To investigate molecular evolution of cyt-b, a substitution analysis was performed as in McClellan and McCracken (2001) using the dynamics implied by the topology of the phylogenetic tree. Briefly, each branch of the tree was analyzed by comparing the sequence at each branch terminus with its immediate ancestral sequence. Using the program TreeSAAP, version 1.0 (McClellan and Woolley, 2002), the estimated number and kind of substitutions was inferred from the reconstructed ancestral sequences. TreeSAAP determines the characteristics of each inferred nonsynonymous substitution, including codon position, type of base exchange, and exact location on the protein of each. These changes were also classified as to the functional domain in which each was located, as well as the magnitude of inferred changes relative to thirty-one physicochemical amino acid properties. These results were statistically analyzed relative to predicted distributions based on the expectations of completely random amino acid replacement. Those amino acid properties that significantly deviated from random expectations were further analyzed for the inherent order indicative of selective influences. These influences were further characterized by their magnitude and direction.
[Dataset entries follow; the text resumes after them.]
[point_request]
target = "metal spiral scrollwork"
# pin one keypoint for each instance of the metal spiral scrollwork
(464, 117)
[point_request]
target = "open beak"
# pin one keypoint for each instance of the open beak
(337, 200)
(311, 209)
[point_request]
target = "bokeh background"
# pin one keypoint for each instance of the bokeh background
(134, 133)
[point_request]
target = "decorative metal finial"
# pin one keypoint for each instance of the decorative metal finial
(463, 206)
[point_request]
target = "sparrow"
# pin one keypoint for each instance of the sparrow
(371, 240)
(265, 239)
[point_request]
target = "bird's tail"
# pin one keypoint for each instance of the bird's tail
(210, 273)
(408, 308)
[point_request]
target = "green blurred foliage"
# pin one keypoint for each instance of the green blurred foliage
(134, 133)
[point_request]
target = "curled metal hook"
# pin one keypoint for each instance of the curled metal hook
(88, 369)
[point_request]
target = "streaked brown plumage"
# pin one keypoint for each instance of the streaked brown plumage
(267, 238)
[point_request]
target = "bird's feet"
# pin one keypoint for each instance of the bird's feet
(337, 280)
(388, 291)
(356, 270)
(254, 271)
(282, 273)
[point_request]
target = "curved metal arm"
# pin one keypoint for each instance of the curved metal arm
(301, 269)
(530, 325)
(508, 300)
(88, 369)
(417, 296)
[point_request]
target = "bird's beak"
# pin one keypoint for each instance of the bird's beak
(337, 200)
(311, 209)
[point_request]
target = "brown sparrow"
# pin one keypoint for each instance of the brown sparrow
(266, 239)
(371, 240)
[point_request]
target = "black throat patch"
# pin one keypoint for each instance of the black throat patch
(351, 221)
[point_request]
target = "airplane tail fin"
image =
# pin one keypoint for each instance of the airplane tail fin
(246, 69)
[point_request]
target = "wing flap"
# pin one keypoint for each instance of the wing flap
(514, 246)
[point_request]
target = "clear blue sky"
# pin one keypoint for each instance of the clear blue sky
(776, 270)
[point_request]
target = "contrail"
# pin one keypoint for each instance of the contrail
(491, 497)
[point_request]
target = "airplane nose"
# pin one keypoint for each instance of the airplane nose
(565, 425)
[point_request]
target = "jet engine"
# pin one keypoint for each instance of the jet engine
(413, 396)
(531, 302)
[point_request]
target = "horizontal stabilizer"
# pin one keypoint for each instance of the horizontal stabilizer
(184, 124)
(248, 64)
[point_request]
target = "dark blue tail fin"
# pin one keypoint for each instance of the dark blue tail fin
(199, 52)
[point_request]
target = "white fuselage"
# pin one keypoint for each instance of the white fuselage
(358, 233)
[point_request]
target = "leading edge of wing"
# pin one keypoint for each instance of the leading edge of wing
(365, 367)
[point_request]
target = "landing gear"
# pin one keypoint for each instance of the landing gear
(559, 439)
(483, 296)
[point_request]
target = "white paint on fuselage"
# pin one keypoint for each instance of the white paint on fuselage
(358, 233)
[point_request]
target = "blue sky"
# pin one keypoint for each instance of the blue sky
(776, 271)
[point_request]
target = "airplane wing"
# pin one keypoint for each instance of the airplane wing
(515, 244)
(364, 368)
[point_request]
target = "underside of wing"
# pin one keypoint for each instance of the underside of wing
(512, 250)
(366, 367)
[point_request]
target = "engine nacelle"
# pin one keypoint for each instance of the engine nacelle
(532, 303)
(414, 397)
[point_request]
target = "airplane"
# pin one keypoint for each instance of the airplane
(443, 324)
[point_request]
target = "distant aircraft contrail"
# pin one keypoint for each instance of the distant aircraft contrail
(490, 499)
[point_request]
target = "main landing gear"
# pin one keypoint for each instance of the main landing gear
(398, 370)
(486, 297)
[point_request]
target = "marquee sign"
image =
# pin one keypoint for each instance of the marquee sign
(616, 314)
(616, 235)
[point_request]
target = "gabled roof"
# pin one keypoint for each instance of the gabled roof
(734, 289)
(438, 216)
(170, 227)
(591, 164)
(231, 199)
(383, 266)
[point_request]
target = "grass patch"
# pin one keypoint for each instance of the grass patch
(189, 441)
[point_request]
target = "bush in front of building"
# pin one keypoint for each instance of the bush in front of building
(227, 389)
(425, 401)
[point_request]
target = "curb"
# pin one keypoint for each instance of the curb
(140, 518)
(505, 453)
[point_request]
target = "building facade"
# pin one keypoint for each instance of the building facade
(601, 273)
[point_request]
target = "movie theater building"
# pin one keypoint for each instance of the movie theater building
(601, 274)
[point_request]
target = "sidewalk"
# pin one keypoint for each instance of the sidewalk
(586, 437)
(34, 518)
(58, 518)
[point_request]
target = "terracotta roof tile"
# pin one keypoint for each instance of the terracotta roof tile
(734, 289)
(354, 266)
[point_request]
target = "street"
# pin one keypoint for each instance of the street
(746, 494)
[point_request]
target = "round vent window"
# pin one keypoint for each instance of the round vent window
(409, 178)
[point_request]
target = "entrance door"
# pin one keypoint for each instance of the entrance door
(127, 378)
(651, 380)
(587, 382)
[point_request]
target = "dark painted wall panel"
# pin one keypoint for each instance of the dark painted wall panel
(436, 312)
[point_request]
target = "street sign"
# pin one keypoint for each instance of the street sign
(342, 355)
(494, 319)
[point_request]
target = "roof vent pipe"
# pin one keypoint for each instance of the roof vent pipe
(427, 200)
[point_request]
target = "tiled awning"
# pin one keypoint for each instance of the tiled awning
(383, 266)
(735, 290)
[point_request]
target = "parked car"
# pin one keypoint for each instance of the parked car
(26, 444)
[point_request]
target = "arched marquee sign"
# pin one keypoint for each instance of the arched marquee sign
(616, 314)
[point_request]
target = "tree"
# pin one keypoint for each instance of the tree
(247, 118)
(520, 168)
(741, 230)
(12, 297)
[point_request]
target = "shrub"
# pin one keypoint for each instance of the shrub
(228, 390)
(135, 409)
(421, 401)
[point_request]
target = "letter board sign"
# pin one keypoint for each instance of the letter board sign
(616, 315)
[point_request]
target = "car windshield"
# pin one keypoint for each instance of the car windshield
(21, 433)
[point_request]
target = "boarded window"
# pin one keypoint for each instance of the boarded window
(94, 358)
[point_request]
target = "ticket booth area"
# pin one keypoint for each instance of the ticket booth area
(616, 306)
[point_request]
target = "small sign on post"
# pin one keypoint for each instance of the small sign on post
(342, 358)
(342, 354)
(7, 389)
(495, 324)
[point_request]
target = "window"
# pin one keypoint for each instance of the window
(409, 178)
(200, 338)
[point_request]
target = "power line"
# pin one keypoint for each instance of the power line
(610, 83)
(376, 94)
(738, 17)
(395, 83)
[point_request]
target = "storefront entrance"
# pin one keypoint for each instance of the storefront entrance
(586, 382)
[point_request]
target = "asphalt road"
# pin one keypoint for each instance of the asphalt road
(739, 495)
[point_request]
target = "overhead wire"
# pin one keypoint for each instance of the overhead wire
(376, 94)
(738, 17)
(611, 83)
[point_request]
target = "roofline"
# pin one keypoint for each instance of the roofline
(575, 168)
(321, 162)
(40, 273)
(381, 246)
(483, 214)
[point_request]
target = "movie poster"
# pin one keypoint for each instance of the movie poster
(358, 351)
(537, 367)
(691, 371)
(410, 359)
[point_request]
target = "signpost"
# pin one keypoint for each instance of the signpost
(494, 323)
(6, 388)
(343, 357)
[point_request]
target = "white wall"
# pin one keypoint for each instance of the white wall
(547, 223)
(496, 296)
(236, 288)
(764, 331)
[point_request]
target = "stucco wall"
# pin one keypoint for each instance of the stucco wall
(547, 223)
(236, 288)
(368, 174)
Patterns of evolution of cytochrome b in Elapidae are similar to what has been reported in other groups that have been studied in detail (e.g., mammals), in which the intermembrane region is the most constrained of the three domains. The matrix region experienced positive selection, which deviates from the results of other published studies. Whether these results indicate that the matrix domain in these snakes is behaving uniquely in exhibiting positive selection cannot yet be determined.

This project was one of the most significant learning experiences of my undergraduate studies. While I was a little disappointed with somewhat ambiguous results, I definitely hope to have future opportunities to continue my investigation of the evolution of this incredible group of snakes.

References

  • Degli Esposti, M., S. De Vries, M. Crimi, A. Ghelli, T. Paternello, and A. Meyer. 1993 Mitochondrial cytochrome b: evolution and structure of the protein. Biochem. Biophys. Acta 1143:243-271.
  • Griffiths, C. S. 1997. Correlation of functional domains and rates of nucleotide substitution in cytochrome b. Mol. Phylogenet. Evol. 7:352-365.
  • Irwin, D. M., T. D. Kocher, and A. C. Wilson. 1991. Evolution of the cytochrome b gene in mammals. J. Mol. Evol. 32:128-144.
  • McClellan, D. A., and K. G. McCracken. 2001. Estimating the influence of selection on the variable amino acid sites of the cytochrome b protein functional domains. Mol. Biol. Evol. 18:917-925.
  • McClellan, D.A., and Woolley, S. (2002) TreeSAAP (Selection on Amino Acid Properties from a Phylogenetic perspective), version 1.0. Brigham Young University, Provo, UT.
  • Slowinski, J. B. and J. S. Keogh. 2000. Phylogenetic relationships of Elapid snakes based on Cytochrome b mtDNA sequences. Mol. Phylogenet. Evol. 15:157-164.
  • Swofford, D. L. 1998. PAUP*. Phylogenetic analysis using parsimony (*and other methods). Version 4. Sinauer, Sunderland, Mass.
  • Zhang, Z., L. Huang, V. M. Shulmeister, Y.-I. Chi, K. K. Kim, L.-W. Hung, A. R. Crofts, E. A. Berry, and S.- H. Kim. 1998. Electron transfer by domain movement in cytochrome bc1. Nature 392:677-684.